Local Oracle partners have given the vendor's $US 8.5 billion purchase of middleware outfit, BEA Systems, a tick, saying it will trigger new customer opportunities.
According to IDC senior software analyst, Ullrich Loeffler, the acquisition opened up cross-selling opportunities for Oracle resellers and integrators.
"There will also be some challenges for Oracle to gain the trust and loyalty from [BEA] customers," he said. "With the new products it offers gross opportunities but they are also acquiring a broader customer base as well.
"It is probably a bit early to say how it will impact the industry, because it depends on how BEA will be incorporated into the Oracle organisation, how it will be supported locally and what types of technologies they can create."
itX general manager, Greg Newham, hopes the channel will have access to more products.
"We signed an agreement with BEA last year and they didn't have a very strong channel program," he said. "While they have very good product, BEA has been losing a bit of traction in the market. Oracle will be able to benefit from the technology and some of the channel can hopefully benefit from an enhanced product line."

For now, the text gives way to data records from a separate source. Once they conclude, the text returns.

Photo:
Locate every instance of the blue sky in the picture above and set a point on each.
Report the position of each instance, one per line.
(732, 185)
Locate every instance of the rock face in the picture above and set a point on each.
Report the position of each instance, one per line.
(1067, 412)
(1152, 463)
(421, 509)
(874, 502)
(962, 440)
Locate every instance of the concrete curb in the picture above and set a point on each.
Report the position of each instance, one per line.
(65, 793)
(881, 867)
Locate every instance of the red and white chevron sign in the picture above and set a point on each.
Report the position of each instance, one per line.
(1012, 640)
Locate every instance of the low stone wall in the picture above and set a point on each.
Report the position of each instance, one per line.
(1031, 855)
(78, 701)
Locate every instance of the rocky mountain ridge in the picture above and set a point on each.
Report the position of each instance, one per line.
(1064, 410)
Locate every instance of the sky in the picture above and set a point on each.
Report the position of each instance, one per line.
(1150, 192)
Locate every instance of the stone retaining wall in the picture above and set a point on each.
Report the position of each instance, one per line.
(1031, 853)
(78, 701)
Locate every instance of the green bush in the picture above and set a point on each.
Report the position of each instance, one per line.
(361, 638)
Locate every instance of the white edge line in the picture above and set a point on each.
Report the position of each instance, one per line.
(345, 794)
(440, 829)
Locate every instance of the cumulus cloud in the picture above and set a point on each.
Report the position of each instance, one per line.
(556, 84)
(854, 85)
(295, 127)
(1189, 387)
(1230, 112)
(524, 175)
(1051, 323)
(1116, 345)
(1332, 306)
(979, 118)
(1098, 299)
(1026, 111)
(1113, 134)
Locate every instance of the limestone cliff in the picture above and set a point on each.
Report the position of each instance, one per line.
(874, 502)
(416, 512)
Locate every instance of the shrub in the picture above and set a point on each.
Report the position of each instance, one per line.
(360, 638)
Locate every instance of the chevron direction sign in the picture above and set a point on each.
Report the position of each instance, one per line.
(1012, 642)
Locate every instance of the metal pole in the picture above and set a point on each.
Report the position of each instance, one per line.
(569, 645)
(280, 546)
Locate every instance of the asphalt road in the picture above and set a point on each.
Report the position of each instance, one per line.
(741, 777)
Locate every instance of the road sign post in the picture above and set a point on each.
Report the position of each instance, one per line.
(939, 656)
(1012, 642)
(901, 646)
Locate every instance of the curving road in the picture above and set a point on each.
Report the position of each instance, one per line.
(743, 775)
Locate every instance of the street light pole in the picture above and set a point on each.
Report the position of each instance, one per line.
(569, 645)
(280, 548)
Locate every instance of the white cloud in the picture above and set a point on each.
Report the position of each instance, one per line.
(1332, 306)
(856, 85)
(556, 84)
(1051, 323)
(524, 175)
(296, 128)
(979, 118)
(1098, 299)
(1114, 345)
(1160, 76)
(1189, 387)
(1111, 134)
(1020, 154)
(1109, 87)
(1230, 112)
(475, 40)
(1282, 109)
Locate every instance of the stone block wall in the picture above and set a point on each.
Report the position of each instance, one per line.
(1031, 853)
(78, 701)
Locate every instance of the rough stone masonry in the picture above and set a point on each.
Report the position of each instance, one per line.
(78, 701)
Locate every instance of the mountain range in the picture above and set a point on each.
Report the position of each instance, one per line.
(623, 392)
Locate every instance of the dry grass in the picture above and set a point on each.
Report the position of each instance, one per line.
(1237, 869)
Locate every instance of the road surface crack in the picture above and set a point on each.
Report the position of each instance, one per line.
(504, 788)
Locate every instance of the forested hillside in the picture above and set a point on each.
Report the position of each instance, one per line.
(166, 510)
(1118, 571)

SMS Management and Technology director of corporate development, Merlin Allan, said the acquisition places Oracle, with its Fusion product set, as clear leaders in the middleware space. SMS has relationships with Oracle and BEA.
"There is now a race between SAP and Oracle for service orientated architecture [SOA]," he said. "Both Oracle and SAP are going into the mid-market quite strongly - it will be interesting to see how the SOA market plays out."
Allan said the acquisition was nothing but good news for SMS because it provided another vehicle to wrap its services around.
Red Rock Consulting co-CEO, Jonathan Rubinsztein, said the middleware market using SOA was one of the hottest growth areas for the integrator and estimated a significant portion of its business would come from the middleware space in the next few years.
"I think the strategy on Oracle's technology side will be similar to the way they handle their applications acquisitions, which is to acquire, get the some of the intellectual property from their competitors and suck that into a consolidated technology suite," he said. "From our perspective, BEA is a great opportunity for our business because this stimulates growth."
Tripoint CEO, Ian Woollett, saw the potential to open up a new client base. He also pointed out that it could ease integration issues with large-scale enterprises by enabling it to work with a more Oracle-centric product set.
Oracle will acquire all of BEA's outstanding shares for $US19.375 per share in cash. The deal is subject to shareholder approval and expected to be finalised mid-year. It comes three months after BEA spurned a bid by Oracle to purchase the company.